Opinion

Energy firm threatens suit over Cuomo fracking moratorium

Maybe the courts will finally force Gov. Cuomo to do something he should have done five years ago: make a decision one way or the other on fracking.

It never should have come to this. People elect governors to make decisions, not kick them down the road until elections (or presidential primaries) are safely passed.

But the governor continues to dither, and an energy company that has gone bankrupt while waiting says it’s going to sue unless the governor and his agencies release the environmental-impact statement the governor says will guide his decision yea or nay.

The company is Norse Energy, which has leased 130,000 acres for gas drilling upstate. Earlier this year, the Norwegian based company pulled the plug on its New York operations, filing for Chapter 7 bankruptcy. The company says it lost $30 million here because its leases became all but worthless once the governor started ­delaying.

So Norse has notified Albany that unless Environmental Protection Commissioner Joseph Martens announces within two weeks when its long-overdue fracking review will be finished, it’s prepared to take the matter to court.

Not that the governor or his people seem inclined to act. It’s been 10 months, for example, since state Health Commissioner Nariv Shah publicly promised that his own agency’s health-impact review would be finished in “the next few weeks.”

Just recently, he was quoted as saying he had no timeline for a decision. Not only that, “new data” coming out of Texas and Wyoming, he said, makes it “premature” to reach any conclusions.

It’s true the state’s moratorium on fracking predates Cuomo’s governorship. Yet despite promises to the contrary, and notwithstanding President Obama’s own embrace of the technology, Cuomo’s made no effort to move the process to a conclusion. And that’s just dandy for the governor’s green supporters, because it gives them time to raise their own legal and political obstacles to fracking in this state.

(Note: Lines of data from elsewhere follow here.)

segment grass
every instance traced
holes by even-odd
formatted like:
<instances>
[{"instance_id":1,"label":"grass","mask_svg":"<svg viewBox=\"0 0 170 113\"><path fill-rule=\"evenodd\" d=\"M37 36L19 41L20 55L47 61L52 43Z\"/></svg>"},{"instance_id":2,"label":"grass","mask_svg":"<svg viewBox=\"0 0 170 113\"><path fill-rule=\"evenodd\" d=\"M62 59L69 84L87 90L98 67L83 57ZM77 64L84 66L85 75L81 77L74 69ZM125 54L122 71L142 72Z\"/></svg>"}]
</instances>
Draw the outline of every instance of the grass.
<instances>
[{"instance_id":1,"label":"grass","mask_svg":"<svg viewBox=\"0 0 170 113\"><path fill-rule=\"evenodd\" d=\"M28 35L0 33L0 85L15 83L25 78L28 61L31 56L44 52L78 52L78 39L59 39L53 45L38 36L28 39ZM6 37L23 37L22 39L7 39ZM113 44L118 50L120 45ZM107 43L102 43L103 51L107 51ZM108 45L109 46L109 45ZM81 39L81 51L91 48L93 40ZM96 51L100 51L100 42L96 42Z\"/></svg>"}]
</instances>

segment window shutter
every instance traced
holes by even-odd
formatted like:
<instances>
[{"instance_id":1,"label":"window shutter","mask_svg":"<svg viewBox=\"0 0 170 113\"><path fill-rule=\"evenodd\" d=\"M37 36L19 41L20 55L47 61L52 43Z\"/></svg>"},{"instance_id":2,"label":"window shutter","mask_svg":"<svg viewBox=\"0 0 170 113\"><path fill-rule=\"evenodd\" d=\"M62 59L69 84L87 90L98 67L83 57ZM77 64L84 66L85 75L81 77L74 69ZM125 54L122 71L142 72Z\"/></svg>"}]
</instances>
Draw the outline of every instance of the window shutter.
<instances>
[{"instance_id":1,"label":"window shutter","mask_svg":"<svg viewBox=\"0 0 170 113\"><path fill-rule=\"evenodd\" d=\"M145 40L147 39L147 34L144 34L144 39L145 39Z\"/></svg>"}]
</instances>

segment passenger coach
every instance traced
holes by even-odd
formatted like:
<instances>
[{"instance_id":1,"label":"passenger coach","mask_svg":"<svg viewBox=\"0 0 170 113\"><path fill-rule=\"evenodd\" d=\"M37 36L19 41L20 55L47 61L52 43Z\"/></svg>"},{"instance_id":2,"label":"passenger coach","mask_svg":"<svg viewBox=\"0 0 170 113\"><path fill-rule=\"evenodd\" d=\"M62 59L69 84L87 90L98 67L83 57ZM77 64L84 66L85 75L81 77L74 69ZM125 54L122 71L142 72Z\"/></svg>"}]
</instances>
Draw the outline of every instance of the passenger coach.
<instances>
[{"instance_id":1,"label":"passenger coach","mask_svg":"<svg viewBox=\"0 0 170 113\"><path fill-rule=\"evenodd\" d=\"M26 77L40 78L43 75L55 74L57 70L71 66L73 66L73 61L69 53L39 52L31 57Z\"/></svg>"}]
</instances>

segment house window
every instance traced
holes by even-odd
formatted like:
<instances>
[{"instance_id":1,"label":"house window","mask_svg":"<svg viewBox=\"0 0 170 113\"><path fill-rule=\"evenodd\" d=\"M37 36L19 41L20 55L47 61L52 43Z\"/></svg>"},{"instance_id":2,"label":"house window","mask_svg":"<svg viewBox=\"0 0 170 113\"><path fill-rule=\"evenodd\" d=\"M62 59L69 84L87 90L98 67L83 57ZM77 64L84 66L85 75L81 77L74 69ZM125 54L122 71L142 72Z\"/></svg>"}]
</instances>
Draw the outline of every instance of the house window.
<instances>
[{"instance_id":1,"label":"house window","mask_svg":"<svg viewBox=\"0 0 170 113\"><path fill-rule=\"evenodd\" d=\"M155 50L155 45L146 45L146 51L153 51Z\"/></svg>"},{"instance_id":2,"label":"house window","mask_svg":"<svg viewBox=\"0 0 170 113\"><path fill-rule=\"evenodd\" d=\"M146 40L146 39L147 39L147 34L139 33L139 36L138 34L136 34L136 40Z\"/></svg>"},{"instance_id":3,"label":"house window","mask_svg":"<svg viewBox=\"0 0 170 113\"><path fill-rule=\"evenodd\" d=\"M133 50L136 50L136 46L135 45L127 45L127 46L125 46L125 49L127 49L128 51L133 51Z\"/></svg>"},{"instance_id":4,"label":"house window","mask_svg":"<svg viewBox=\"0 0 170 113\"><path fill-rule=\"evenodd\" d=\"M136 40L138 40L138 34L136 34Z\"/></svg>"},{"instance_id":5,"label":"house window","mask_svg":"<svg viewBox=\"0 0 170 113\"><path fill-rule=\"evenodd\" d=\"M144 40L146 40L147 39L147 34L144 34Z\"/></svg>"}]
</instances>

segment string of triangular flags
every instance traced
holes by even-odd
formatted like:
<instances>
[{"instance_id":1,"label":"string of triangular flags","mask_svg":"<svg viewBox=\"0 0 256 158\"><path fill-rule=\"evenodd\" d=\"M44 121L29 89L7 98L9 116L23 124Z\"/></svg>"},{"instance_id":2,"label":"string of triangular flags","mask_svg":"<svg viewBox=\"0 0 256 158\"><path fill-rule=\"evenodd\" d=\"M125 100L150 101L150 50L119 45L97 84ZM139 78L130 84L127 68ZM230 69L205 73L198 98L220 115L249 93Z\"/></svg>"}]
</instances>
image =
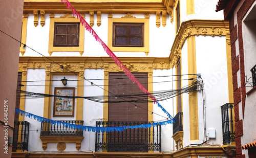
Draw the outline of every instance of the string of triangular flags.
<instances>
[{"instance_id":1,"label":"string of triangular flags","mask_svg":"<svg viewBox=\"0 0 256 158\"><path fill-rule=\"evenodd\" d=\"M77 19L80 20L80 22L82 26L84 26L86 30L89 31L95 38L96 41L99 43L100 45L103 47L104 51L109 55L109 56L112 59L116 64L120 67L121 70L123 70L123 72L126 75L126 76L133 81L134 83L135 82L138 84L139 88L142 91L144 94L147 94L148 96L151 98L154 101L154 103L158 104L158 106L160 107L161 109L166 113L168 117L171 119L173 120L174 121L174 118L161 105L158 101L156 100L155 97L151 94L151 93L147 91L147 90L144 87L144 86L138 81L138 80L133 76L133 75L131 73L131 72L124 66L124 65L119 60L119 59L116 56L114 53L109 49L109 48L106 46L105 43L99 38L98 35L96 34L95 31L92 28L90 25L87 23L87 22L84 20L84 19L81 16L81 15L76 11L76 10L73 7L73 6L70 4L70 3L68 0L60 0L61 2L63 2L64 4L67 6L68 9L72 11L73 13L73 16L76 15Z\"/></svg>"},{"instance_id":2,"label":"string of triangular flags","mask_svg":"<svg viewBox=\"0 0 256 158\"><path fill-rule=\"evenodd\" d=\"M59 121L53 120L47 118L45 118L39 116L37 116L28 112L21 110L17 108L15 108L16 114L20 116L27 117L32 119L34 119L38 122L45 122L51 124L56 125L57 126L62 125L65 128L68 128L74 130L81 130L83 131L93 131L93 132L112 132L114 131L122 131L124 129L128 128L135 129L138 128L150 128L151 127L156 127L158 125L166 125L166 124L172 124L173 120L169 120L165 121L160 122L154 122L151 124L140 125L132 126L122 126L122 127L93 127L88 126L83 126L70 124L66 122L61 122Z\"/></svg>"}]
</instances>

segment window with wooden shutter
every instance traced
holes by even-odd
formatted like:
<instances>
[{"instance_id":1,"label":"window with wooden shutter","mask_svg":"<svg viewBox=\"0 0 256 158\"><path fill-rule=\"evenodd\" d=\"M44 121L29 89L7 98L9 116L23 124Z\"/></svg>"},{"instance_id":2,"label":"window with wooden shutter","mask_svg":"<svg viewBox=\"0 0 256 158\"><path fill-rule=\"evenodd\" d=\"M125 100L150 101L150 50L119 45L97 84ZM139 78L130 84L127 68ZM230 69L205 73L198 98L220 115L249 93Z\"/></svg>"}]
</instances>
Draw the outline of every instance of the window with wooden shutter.
<instances>
[{"instance_id":1,"label":"window with wooden shutter","mask_svg":"<svg viewBox=\"0 0 256 158\"><path fill-rule=\"evenodd\" d=\"M144 24L113 23L114 47L144 47Z\"/></svg>"},{"instance_id":2,"label":"window with wooden shutter","mask_svg":"<svg viewBox=\"0 0 256 158\"><path fill-rule=\"evenodd\" d=\"M55 23L54 47L79 47L79 23Z\"/></svg>"}]
</instances>

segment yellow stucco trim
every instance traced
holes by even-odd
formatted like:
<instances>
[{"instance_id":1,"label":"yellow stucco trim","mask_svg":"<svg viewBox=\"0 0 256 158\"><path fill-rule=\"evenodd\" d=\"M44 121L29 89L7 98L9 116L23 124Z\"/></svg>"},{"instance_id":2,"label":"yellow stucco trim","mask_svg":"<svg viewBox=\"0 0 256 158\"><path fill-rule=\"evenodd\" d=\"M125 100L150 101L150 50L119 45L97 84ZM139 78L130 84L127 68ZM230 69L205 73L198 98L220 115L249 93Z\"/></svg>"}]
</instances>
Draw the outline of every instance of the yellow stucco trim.
<instances>
[{"instance_id":1,"label":"yellow stucco trim","mask_svg":"<svg viewBox=\"0 0 256 158\"><path fill-rule=\"evenodd\" d=\"M113 52L150 52L150 20L149 18L109 18L108 33L108 47ZM113 47L113 23L144 23L144 47Z\"/></svg>"},{"instance_id":2,"label":"yellow stucco trim","mask_svg":"<svg viewBox=\"0 0 256 158\"><path fill-rule=\"evenodd\" d=\"M188 74L197 74L197 60L196 53L196 37L191 36L187 38L187 57ZM192 76L191 77L196 77ZM193 81L188 81L188 85ZM189 114L189 131L190 141L199 140L198 124L198 110L197 92L194 92L188 95L188 107Z\"/></svg>"},{"instance_id":3,"label":"yellow stucco trim","mask_svg":"<svg viewBox=\"0 0 256 158\"><path fill-rule=\"evenodd\" d=\"M83 82L84 81L81 80L81 77L77 76L77 88L76 95L77 96L83 96ZM83 115L83 99L77 98L76 99L76 120L82 120Z\"/></svg>"},{"instance_id":4,"label":"yellow stucco trim","mask_svg":"<svg viewBox=\"0 0 256 158\"><path fill-rule=\"evenodd\" d=\"M195 14L194 0L187 0L187 15Z\"/></svg>"},{"instance_id":5,"label":"yellow stucco trim","mask_svg":"<svg viewBox=\"0 0 256 158\"><path fill-rule=\"evenodd\" d=\"M22 38L21 42L26 44L26 40L27 37L27 26L28 24L28 17L27 14L24 14L22 18ZM20 44L19 47L19 52L20 52L22 56L24 55L26 52L26 49L23 49L23 44Z\"/></svg>"},{"instance_id":6,"label":"yellow stucco trim","mask_svg":"<svg viewBox=\"0 0 256 158\"><path fill-rule=\"evenodd\" d=\"M55 22L80 22L74 17L58 17L50 18L50 31L48 52L51 55L53 52L83 52L84 43L84 27L80 24L79 46L79 47L53 47L54 36L54 24Z\"/></svg>"}]
</instances>

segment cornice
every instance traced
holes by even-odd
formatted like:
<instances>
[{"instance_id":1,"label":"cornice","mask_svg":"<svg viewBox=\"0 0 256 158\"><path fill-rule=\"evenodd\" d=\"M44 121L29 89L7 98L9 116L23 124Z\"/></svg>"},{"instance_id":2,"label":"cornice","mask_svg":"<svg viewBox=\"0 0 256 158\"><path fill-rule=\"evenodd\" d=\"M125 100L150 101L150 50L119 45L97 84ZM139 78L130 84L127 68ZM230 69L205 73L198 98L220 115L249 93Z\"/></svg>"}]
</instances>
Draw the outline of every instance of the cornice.
<instances>
[{"instance_id":1,"label":"cornice","mask_svg":"<svg viewBox=\"0 0 256 158\"><path fill-rule=\"evenodd\" d=\"M102 14L109 13L126 14L155 14L156 11L166 11L174 0L129 1L69 1L80 14L88 14L90 11L100 11ZM59 0L24 1L24 12L32 13L33 11L45 10L47 13L66 13L66 6ZM71 11L70 12L71 13Z\"/></svg>"},{"instance_id":2,"label":"cornice","mask_svg":"<svg viewBox=\"0 0 256 158\"><path fill-rule=\"evenodd\" d=\"M190 20L183 21L175 37L169 56L172 61L171 67L176 64L180 57L181 49L187 38L191 36L226 36L230 45L228 21L222 20Z\"/></svg>"}]
</instances>

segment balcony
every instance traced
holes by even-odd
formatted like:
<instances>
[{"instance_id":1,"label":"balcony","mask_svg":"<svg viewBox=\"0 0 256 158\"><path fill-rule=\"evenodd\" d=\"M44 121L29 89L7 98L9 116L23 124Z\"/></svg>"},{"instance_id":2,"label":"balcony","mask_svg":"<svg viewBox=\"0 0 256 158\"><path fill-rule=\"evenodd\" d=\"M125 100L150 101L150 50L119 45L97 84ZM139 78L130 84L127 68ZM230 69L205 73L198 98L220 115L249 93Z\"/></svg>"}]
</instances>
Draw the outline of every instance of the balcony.
<instances>
[{"instance_id":1,"label":"balcony","mask_svg":"<svg viewBox=\"0 0 256 158\"><path fill-rule=\"evenodd\" d=\"M182 115L183 112L178 112L174 117L175 123L173 125L173 134L179 131L183 131L183 126L182 125Z\"/></svg>"},{"instance_id":2,"label":"balcony","mask_svg":"<svg viewBox=\"0 0 256 158\"><path fill-rule=\"evenodd\" d=\"M79 125L83 125L83 121L59 121L67 123ZM41 123L40 137L82 137L83 131L82 130L77 130L69 128L61 124L58 126L57 124L50 124L46 121L42 121Z\"/></svg>"},{"instance_id":3,"label":"balcony","mask_svg":"<svg viewBox=\"0 0 256 158\"><path fill-rule=\"evenodd\" d=\"M152 123L149 122L97 121L96 127L114 127L132 126ZM161 125L136 129L128 128L123 131L96 132L95 151L146 152L161 152Z\"/></svg>"},{"instance_id":4,"label":"balcony","mask_svg":"<svg viewBox=\"0 0 256 158\"><path fill-rule=\"evenodd\" d=\"M79 125L83 125L83 121L58 121L67 123ZM81 149L81 142L83 139L83 131L65 127L62 124L50 124L47 121L42 121L41 123L41 133L40 139L42 141L42 148L44 150L47 149L48 143L65 142L75 143L76 149Z\"/></svg>"},{"instance_id":5,"label":"balcony","mask_svg":"<svg viewBox=\"0 0 256 158\"><path fill-rule=\"evenodd\" d=\"M233 125L233 104L226 103L221 106L223 144L229 144L230 142L235 141L234 127Z\"/></svg>"},{"instance_id":6,"label":"balcony","mask_svg":"<svg viewBox=\"0 0 256 158\"><path fill-rule=\"evenodd\" d=\"M15 121L12 142L12 151L28 151L29 122Z\"/></svg>"}]
</instances>

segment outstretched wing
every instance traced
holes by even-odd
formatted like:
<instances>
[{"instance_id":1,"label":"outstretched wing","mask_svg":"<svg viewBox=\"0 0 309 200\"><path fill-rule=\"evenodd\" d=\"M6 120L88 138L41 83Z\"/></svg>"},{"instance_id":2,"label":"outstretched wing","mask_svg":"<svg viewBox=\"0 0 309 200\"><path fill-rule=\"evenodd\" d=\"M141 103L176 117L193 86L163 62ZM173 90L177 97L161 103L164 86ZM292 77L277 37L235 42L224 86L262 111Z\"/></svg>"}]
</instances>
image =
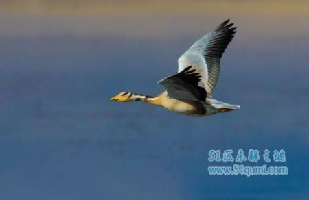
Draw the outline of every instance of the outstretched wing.
<instances>
[{"instance_id":1,"label":"outstretched wing","mask_svg":"<svg viewBox=\"0 0 309 200\"><path fill-rule=\"evenodd\" d=\"M180 73L159 82L168 91L170 97L185 101L206 101L206 90L198 86L201 76L192 66Z\"/></svg>"},{"instance_id":2,"label":"outstretched wing","mask_svg":"<svg viewBox=\"0 0 309 200\"><path fill-rule=\"evenodd\" d=\"M192 66L201 75L199 86L210 97L219 77L220 59L236 32L236 28L232 27L233 24L229 22L224 21L200 38L178 60L178 71Z\"/></svg>"}]
</instances>

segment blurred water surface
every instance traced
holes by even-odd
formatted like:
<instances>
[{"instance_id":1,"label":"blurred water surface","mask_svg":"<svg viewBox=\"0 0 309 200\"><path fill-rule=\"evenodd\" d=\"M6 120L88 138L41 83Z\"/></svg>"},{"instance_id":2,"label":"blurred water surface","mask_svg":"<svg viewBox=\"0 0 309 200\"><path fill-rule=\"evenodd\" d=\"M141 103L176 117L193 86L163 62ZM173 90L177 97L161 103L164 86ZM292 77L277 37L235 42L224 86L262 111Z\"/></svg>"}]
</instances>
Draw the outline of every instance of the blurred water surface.
<instances>
[{"instance_id":1,"label":"blurred water surface","mask_svg":"<svg viewBox=\"0 0 309 200\"><path fill-rule=\"evenodd\" d=\"M308 198L307 32L268 37L238 26L214 94L237 112L193 118L108 101L162 91L157 82L213 21L173 37L0 37L0 199ZM287 162L273 164L289 175L208 175L210 149L240 148L284 149Z\"/></svg>"}]
</instances>

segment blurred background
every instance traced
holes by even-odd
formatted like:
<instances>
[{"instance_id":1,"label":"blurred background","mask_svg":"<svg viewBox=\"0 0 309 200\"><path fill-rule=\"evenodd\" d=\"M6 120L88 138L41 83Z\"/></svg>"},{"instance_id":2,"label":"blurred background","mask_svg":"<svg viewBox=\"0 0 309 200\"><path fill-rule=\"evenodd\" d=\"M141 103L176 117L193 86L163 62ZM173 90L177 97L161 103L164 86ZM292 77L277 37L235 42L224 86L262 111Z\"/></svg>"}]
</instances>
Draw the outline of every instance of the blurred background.
<instances>
[{"instance_id":1,"label":"blurred background","mask_svg":"<svg viewBox=\"0 0 309 200\"><path fill-rule=\"evenodd\" d=\"M108 101L162 91L227 18L214 97L241 110ZM1 1L0 199L308 199L308 1ZM208 174L210 149L240 148L285 150L289 175Z\"/></svg>"}]
</instances>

Meanwhile, the experience of every other state where fracking has been given the green light shows that ordinary New Yorkers as well as private companies who made good-faith investments here are paying a high price for the government’s deliberate indecision. That’s especially true in hard-strapped Upstate, where people could really use the jobs and revenue fracking would bring.

Normally, jobs and revenue are a winning combination. But as the folks at Norse Energy can tell you, not in Cuomo Land.